Ramirez winced, nodded, then said, “Sometimes I hate my fucking job. Leave the bodies. Load the litters as soon as you can. We move out in fifteen minutes.”

“Yes, sir.”

“We’re going to switch, too. You take point, head north. I’ll need whatever can be spared from the litters for a rear guard.”

Avilar nodded. “I’ll set it up sir. Now sit and rest, why don’t you?”

Ramirez sat. He was shocked, then, when the wounded sergeant major opened his eyes, looked at him, and said, “Ramirez? What are you doing here? I thought you were on a boat.”

“Ship, Sergeant Major,” Tribune Ramirez corrected. “My elder brother, the squid, would insist on calling it a ‘ship.’ We look a lot alike.”

“Elder brother? Oh . . . oh, okay. Tell him I said ‘hi.'” Then Cruz closed his eyes, letting unconsciousness take him once more.

Parilla Line, Balboa

As they had gotten closer to the line, Centurion Avilar had aimed for wherever he didn’t hear firing ahead. Passage of lines was a stone bitch under almost any circumstances. Trying to do it where a battle was in process approached the suicidal.

He tried the recognition signal over the radio and got nothing. He tried shouting out the approved code phrase and got a blizzard of bullets in return. The bullets that thunked into the tree behind which he sheltered were “friendly,” he thought, based on the rate of fire. What worked, however, was simple. In their own accent he said, “This is Centurion Avilar, Sixty-Second Field Artillery, with a party of twenty-one. If you motherfuckers shoot at me again I am going to come forward, take your fucking rifles, and shove them up your asses.”

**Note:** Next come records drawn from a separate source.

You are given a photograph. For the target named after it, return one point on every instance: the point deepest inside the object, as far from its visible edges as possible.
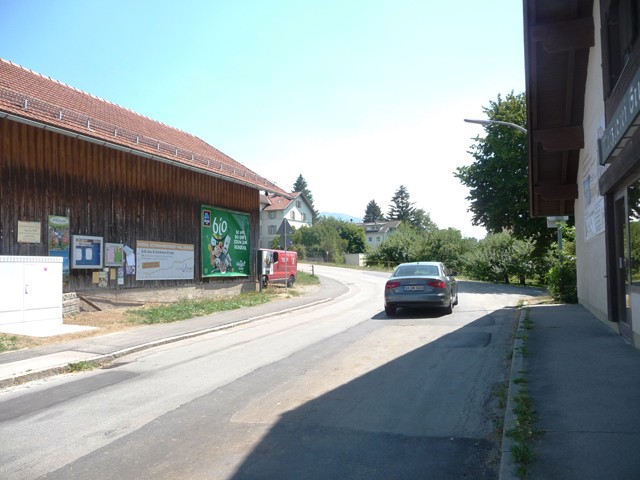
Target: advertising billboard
(224, 242)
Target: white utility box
(30, 289)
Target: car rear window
(417, 270)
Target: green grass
(81, 366)
(185, 309)
(306, 279)
(524, 433)
(8, 343)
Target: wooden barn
(126, 201)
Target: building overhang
(558, 36)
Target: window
(633, 209)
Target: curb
(100, 360)
(507, 465)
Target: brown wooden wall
(107, 193)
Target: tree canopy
(300, 185)
(373, 213)
(402, 209)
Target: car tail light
(437, 284)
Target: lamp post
(499, 122)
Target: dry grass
(115, 320)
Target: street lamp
(551, 221)
(499, 122)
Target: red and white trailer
(278, 266)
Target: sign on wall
(28, 232)
(87, 252)
(59, 235)
(113, 254)
(164, 261)
(224, 242)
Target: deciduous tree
(498, 179)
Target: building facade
(276, 209)
(583, 100)
(125, 200)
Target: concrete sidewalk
(25, 365)
(584, 380)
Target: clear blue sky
(359, 97)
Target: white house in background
(378, 232)
(275, 208)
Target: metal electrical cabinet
(30, 289)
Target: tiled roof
(276, 202)
(33, 97)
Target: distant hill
(341, 216)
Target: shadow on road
(425, 414)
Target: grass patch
(185, 309)
(524, 433)
(81, 366)
(8, 343)
(306, 279)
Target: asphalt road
(338, 390)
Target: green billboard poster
(224, 242)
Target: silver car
(419, 285)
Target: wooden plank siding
(108, 193)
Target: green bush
(562, 280)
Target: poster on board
(87, 252)
(164, 260)
(59, 235)
(224, 242)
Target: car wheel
(449, 310)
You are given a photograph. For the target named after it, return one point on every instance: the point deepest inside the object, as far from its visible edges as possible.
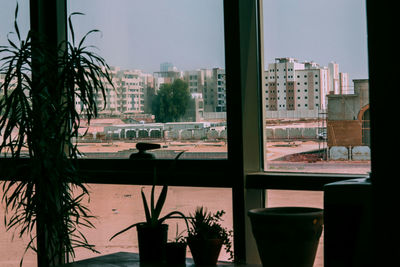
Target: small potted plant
(152, 234)
(176, 249)
(206, 236)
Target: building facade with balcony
(296, 89)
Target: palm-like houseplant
(39, 120)
(152, 233)
(206, 236)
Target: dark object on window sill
(176, 253)
(152, 242)
(287, 236)
(143, 147)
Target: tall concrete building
(294, 89)
(128, 95)
(211, 84)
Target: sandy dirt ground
(117, 206)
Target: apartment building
(128, 95)
(211, 84)
(296, 89)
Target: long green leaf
(146, 207)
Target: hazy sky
(189, 33)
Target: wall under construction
(344, 133)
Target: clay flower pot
(205, 251)
(287, 236)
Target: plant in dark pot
(152, 234)
(176, 249)
(287, 236)
(42, 82)
(206, 236)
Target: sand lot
(117, 206)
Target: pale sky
(142, 34)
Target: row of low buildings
(134, 90)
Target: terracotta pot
(152, 242)
(287, 236)
(205, 252)
(176, 253)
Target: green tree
(171, 101)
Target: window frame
(243, 169)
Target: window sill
(294, 181)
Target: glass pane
(11, 246)
(156, 47)
(118, 206)
(8, 32)
(315, 89)
(285, 198)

“Cease fire! Cease fire!” passed along the line ahead. A voice called out, “Come forward, centurion, with your party of twenty-one. You’ve got to be friendly because nobody but an Anglian or a legionary centurion talks like that, and you don’t sound Anglian.”

“Fine,” Avilar shouted back. “We need an ambulance or three, and a land line to graves registration.”

“The command post can give you the land line. I’ll call for the ambulance or, if I can get them, ambulances. Come on in and welcome back.”